L’immigration comme un Cheval de Troie contre l'Etat de droit

C’est là que le troisième acte prend forme. Ceux qui s’attaquent à l’Etat de droit ont régulièrement utilisé et utilisent encore l’immigration comme un Cheval de Troie pour s’attaquer au socle commun de droits qui nous protège. Ainsi aux Etats-Unis, les mesures drastiques contre les droits des personnes migrantes s’accompagnent de l’interdiction de manifester dans des universités, de restriction aux libertés d’association et d’expression, et d’atteintes récurrentes au droit d’informer, sans oublier les attaques récentes contre le système judiciaire.

Et lorsque Gérald Darmanin, alors ministre de l'Intérieur, revendique d'expulser des personnes étrangères en violation de la CEDH, ou que son successeur Bruno Retailleau, affirme que l’Etat de droit n’est pas intangible, ce ne sont plus seulement les personnes exilées qui se trouvent stigmatisées, précarisées, et voient leurs droits reniés, mais bien nos droits et libertés à toutes et tous qui se trouvent menacés.
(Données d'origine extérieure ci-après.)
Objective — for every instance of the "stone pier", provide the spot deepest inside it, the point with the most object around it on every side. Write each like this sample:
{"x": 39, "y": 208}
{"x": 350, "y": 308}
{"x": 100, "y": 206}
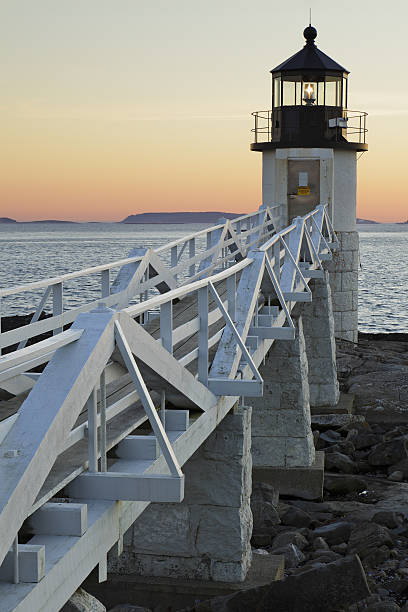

Face à cette déferlante massive d’attaques ininterrompues contre les personnes migrantes contre celles et ceux qui les défendent, et contre l’Etat de droit, de part et d’autre de l’Atlantique, faut-il céder à la sidération, à l’abattement et au repli sur soi ? Il est grand temps, bien au contraire, d’y résister en défendant les personnes exilées qui nous entourent, en s’engageant dans les nombreuses associations locales, nationales et internationales qui défendent nos droits humains, en manifestant et en nous mobilisant collectivement : nous pouvons encore réécrire la fin de cette tragique mise en scène.